IFRS 18 ne supprime pas littéralement le mot « autres »
La norme n’interdit pas tout libellé « autres ». Elle exige en revanche que les informations significatives ne soient pas obscurcies par une agrégation excessive ou par un intitulé insuffisamment descriptif. Un poste résiduel doit rester compréhensible et sa composition doit pouvoir être expliquée.
Pourquoi les données actuelles peuvent être insuffisantes
Lorsqu’un compte groupe reçoit des opérations très différentes, la ventilation est souvent réalisée manuellement au moment de préparer les annexes. Cette pratique devient risquée si les détails ne sont plus disponibles ou si les seuils de matérialité sont appréciés trop tard.
Les conséquences sur la granularité
- création de comptes ou sous-comptes mieux définis ;
- ajout de dimensions analytiques ;
- collecte de détails complémentaires dans la liasse ;
- conservation du détail transactionnel ;
- contrôles de matérialité et alertes sur les postes résiduels ;
- cohérence des libellés entre états primaires et notes.
Éviter deux excès opposés
Une granularité insuffisante masque l’information utile.

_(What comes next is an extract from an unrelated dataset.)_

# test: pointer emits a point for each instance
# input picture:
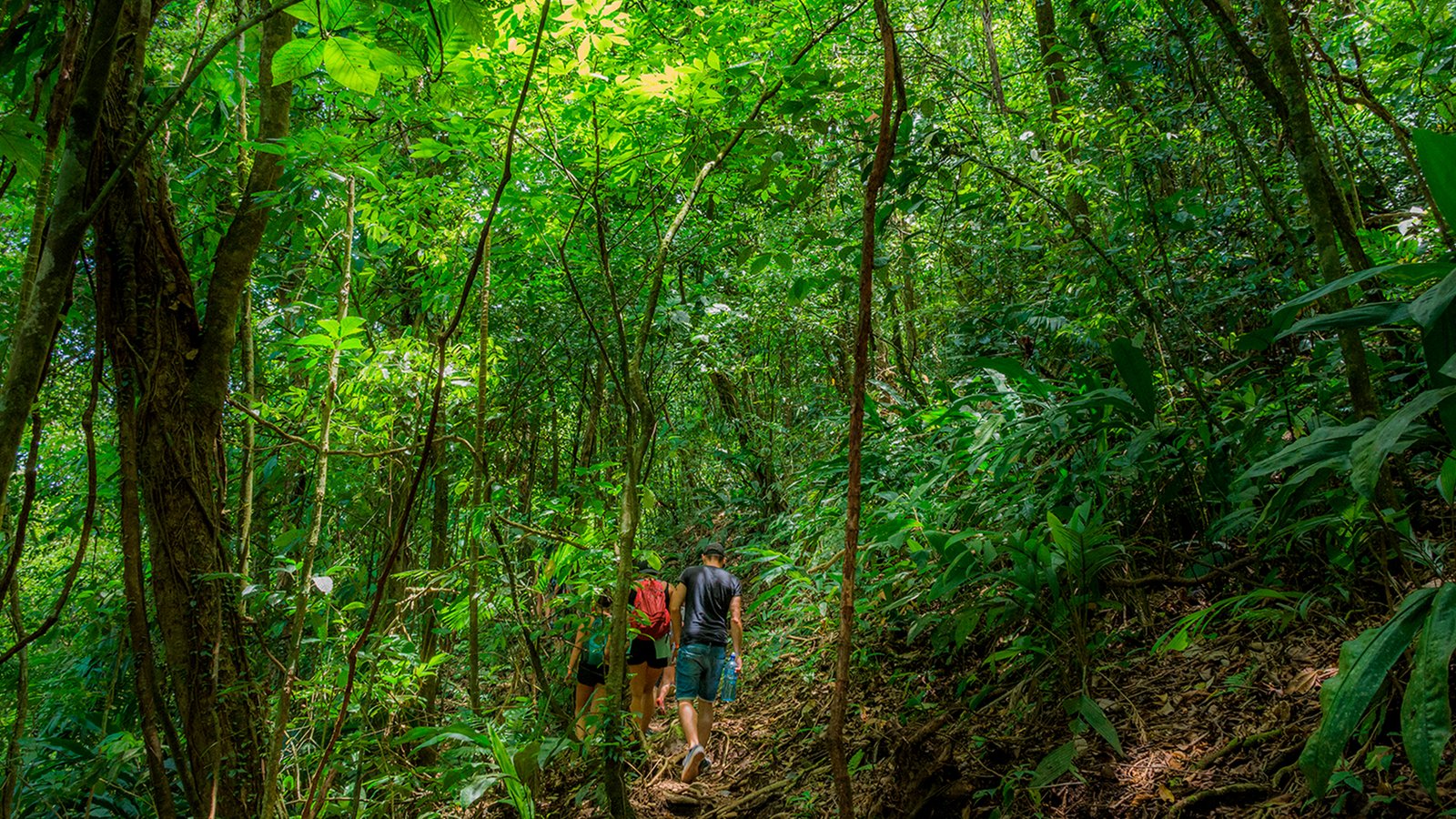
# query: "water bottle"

Mais une granularité excessive surcharge la collecte et complique les contrôles. Le bon niveau dépend de la nature des éléments, de leur similarité, de leur matérialité et des besoins de lecture des utilisateurs des états financiers.
Impacts sur les systèmes EPM
Les outils doivent permettre de descendre du poste publié vers les éléments qui le composent. Les règles de regroupement doivent être transparentes et les postes « autres » surveillés automatiquement. Une alerte peut être déclenchée lorsqu’un solde dépasse un seuil ou contient une composante significative.
Une démarche pratique
- inventorier les lignes et comptes comportant le terme « autres » ;
- analyser leur composition sur plusieurs périodes ;
- identifier les éléments récurrents ou significatifs ;
- définir les ventilations nécessaires ;
- adapter le plan de comptes, les formulaires et les contrôles ;
- harmoniser les libellés dans toutes les langues de publication.
Un bénéfice au-delà d’IFRS 18
Une meilleure granularité améliore également le contrôle de gestion, l’analyse des écarts et la qualité du forecast. Les informations collectées pour répondre à IFRS 18 peuvent donc devenir un actif de pilotage, à condition de ne pas créer une collecte purement réglementaire déconnectée des usages internes.
L’objectif n’est pas de multiplier les comptes, mais de disposer du détail utile au bon endroit et au bon moment, avec une gouvernance claire.